Da bat sie zärtlich, leise.

»Sei doch nicht so traurig, lieber Vater. Es ist ja mein ganzes Glück!«

»Wollte Gott, es wäre so.«

»Traust du Günter denn gar so wenig, Vater?«

»Er ist mir ein Fremder – was weiß ich von ihm?«

»Aber du wirst ihn kennenlernen und dann wissen: In keine bessere Hand könntest du das Schicksal deines Kindes legen!«

Tief holte Karl Gerboth Atem, er sah die Tochter an mit einem Blick, durchzittert von stillem Leid und doch voll segnender Güte. Dann sprach er zu ihr:

»Nun ist denn die Stunde gekommen, wo ich dich von mir lassen muß. Anders, als ich es mir immer einmal gedacht habe – ganz anders. Aber sei es drum. Hilde – es drängt sich mir da vieles im Herzen. Aber was sind alle Worte? So möchte ich dir denn nur sagen, was der Dichter, der uns beiden so lieb ist vor allen anderen – der Dichter des stillen Firnenlichts, den wir zusammen lasen in so mancher unvergeßlich schönen Stunde – was er einst einer Braut zurief am großen Tage ihres Lebens. Mit tiefer Ergriffenheit hörten wir es jedesmal, nun gilt er von dir selber, mein geliebtes Kind, nun, wo du dem Mann deiner Wahl folgen willst – fort aus meiner Hand und Hut, dem Schicksal eueres Glücks entgegen – der Segensspruch eines wissenden Herzens: Geh und lieb und leide!«

Und langsam zog der Meister seine Tochter an sich.

Wie ein leises Erschauern strich es Hilde bei diesen Worten über die junge Seele. Aber bald erhob sich in ihr wieder zuversichtlich das Gefühl ihres Glückes und treibende Sehnsucht.

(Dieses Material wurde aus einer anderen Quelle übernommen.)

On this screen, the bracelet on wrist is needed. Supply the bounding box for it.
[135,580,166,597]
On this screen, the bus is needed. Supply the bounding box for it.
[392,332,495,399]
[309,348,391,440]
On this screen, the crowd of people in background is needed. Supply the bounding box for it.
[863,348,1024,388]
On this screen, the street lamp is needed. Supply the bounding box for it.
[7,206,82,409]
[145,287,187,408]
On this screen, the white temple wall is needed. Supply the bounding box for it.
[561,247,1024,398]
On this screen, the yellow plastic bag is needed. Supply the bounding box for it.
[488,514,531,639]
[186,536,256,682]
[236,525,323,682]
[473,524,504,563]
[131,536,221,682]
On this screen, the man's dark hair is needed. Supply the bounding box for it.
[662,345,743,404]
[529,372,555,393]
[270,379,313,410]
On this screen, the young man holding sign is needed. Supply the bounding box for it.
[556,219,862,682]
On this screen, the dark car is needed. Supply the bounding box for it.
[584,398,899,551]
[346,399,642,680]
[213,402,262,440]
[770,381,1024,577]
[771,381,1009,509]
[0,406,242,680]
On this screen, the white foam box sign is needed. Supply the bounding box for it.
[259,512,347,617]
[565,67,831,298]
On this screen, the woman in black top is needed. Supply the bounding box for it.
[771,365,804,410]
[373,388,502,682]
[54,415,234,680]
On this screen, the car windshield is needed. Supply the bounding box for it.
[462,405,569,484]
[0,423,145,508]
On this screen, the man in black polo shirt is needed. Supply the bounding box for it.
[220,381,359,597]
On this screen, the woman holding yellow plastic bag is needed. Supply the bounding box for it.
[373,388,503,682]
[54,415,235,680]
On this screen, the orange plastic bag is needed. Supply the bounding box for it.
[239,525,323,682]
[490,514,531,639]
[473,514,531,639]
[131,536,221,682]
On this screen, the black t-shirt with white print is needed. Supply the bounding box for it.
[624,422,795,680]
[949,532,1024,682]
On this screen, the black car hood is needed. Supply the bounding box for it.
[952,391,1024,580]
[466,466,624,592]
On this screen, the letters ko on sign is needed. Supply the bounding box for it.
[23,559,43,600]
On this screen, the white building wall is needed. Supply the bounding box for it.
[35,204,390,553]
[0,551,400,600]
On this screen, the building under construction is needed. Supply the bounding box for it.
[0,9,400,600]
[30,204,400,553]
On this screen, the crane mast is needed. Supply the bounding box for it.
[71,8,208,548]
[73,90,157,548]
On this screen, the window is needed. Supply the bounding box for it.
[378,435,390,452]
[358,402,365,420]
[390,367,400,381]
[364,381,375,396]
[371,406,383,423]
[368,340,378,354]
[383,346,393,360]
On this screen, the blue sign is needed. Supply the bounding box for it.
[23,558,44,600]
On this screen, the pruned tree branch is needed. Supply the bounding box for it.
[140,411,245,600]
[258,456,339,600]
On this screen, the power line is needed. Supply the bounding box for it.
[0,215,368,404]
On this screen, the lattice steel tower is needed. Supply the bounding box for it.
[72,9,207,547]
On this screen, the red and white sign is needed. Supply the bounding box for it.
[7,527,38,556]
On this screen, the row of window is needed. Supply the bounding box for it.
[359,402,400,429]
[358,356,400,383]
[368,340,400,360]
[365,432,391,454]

So bat sie:

»Willst du ihn nun nicht zu uns bitten lassen? Er wird ja so warten!«

Der Meister nickte gütig.

»Ich wollte ohnehin hinüber, um nach Franz Hilgers zu sehen. Er gefiel mir gar nicht vorhin. Da werde ich denn auch bei Marr vorsprechen – und dann schicke ich ihn dir.«

Ein Umarmen, stumm, aber in überquellender Seligkeit, dankte ihm.